During the weeks after the hurricanes of 2005, The NEC Foundation developed an opportunity for Marcie Roth, executive director of the National Spinal Cord Injury Association, to participate in a discussion on the weekly radio program Newsweek On Air on September 25, 2005. Ms. Roth’s comments on the needs and situation of people with disabilities affected by Hurricane Katrina reached a national radio audience. For a transcript of the interview, go to www.disabilityfunders.org/kat-roth.html.

Inclusion in Media Reporting Example 2: DFN Article in Foundation News & Commentary

As the result of a letter to the editor of Foundation News & Commentary (FN&C) pointing out the lack of coverage of disability issues in an issue covering grantmakers’ response to the tsunami in Asia, DFN was asked to write an article for a special issue on grantmakers response to the Gulf and Atlantic hurricanes.
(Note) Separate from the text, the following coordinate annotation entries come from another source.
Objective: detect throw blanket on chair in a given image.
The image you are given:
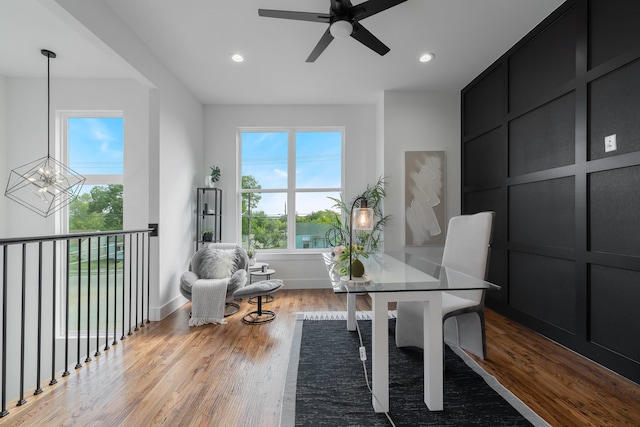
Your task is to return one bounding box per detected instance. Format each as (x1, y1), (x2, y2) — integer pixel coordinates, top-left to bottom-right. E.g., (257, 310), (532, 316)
(189, 279), (229, 326)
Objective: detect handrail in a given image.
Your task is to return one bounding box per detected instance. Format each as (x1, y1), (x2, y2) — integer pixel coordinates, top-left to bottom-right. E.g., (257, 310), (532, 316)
(0, 228), (156, 418)
(0, 228), (154, 246)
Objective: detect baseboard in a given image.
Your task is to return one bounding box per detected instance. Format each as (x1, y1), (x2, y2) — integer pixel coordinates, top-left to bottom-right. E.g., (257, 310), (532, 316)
(149, 295), (189, 321)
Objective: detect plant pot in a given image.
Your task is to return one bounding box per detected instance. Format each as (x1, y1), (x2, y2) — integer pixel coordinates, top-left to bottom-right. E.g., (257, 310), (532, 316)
(351, 259), (364, 277)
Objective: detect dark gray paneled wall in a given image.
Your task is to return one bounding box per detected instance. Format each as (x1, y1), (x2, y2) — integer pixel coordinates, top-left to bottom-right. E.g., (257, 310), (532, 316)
(461, 0), (640, 383)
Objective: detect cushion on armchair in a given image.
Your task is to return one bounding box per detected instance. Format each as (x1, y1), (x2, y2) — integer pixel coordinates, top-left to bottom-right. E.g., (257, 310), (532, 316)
(191, 247), (244, 279)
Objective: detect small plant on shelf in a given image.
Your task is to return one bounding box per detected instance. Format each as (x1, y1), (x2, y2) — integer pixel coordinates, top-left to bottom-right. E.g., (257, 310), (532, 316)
(202, 228), (213, 242)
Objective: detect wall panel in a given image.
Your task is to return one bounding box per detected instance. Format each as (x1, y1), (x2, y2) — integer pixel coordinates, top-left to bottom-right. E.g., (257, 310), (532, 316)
(589, 166), (640, 257)
(509, 177), (575, 248)
(462, 65), (505, 136)
(589, 265), (640, 360)
(461, 0), (640, 383)
(509, 251), (576, 333)
(508, 8), (576, 111)
(462, 128), (507, 185)
(589, 60), (640, 160)
(509, 92), (576, 176)
(589, 0), (640, 68)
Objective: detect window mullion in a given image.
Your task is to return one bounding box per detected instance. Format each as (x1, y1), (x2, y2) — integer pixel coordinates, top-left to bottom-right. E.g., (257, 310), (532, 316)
(287, 129), (296, 251)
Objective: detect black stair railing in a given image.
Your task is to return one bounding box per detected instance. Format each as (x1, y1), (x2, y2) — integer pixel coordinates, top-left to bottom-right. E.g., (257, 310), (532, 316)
(0, 229), (154, 418)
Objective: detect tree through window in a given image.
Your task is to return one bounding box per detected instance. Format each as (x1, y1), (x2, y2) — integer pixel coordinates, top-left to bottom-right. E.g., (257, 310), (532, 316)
(238, 128), (344, 251)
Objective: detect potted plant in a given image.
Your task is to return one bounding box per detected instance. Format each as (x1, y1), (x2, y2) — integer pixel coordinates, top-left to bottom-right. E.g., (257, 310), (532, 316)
(326, 176), (390, 254)
(202, 228), (213, 242)
(207, 165), (220, 188)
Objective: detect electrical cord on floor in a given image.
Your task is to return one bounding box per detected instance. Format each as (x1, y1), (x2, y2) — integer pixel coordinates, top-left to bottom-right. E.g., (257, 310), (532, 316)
(345, 286), (396, 427)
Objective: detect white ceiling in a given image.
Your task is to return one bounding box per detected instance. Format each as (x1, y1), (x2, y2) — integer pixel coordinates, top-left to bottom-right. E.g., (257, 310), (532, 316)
(0, 0), (562, 104)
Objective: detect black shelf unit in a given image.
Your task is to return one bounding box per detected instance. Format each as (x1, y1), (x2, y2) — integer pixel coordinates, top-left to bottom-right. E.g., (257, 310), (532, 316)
(196, 187), (222, 251)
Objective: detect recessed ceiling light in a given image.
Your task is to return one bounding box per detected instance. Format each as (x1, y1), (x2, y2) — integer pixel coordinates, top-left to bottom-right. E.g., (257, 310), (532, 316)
(418, 53), (436, 62)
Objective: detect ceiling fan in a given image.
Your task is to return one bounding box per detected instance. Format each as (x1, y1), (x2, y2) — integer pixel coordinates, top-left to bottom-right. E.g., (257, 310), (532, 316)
(258, 0), (407, 62)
As one of a number of articles covering a range of foundation and corporate philanthropy responses to the hurricanes, DFN’s article integrated disability and aging into the broader emergency preparedness context and reached a large readership of grantmakers. The article, “Hardest Hit and Least Protected,” appeared in the November/December 2005 issue of FN&C.

Media Accessibility Examples (Role 3)

Media Accessibility Example 1: Accessible Formats — DFN Information for Funders on Alternative Formats and Web Site Accessibility

The need to use a range of methods and formats to make information accessible to people with a range of disabilities is often overlooked by funders and a host of other organizations. In emergency situations this has particularly serious and sometimes life-threatening consequences. DFN has resources for funders on how to produce documents in alternate formats for people with visual disabilities and on how to make foundation Web sites accessible.

Media Accessibility Example 2: Accessible Format Resources for Emergency Information

A number of disability organizations and agencies provide resources to help funders and others make emergency information accessible. Some examples:

  • The National Organization on Disability’s Emergency Preparedness Initiative, Guide on the Special Needs of People with Disabilities for Emergency Managers, Planners and Responders, contains resources for making Web sites accessible and producing alternate materials for people with low vision.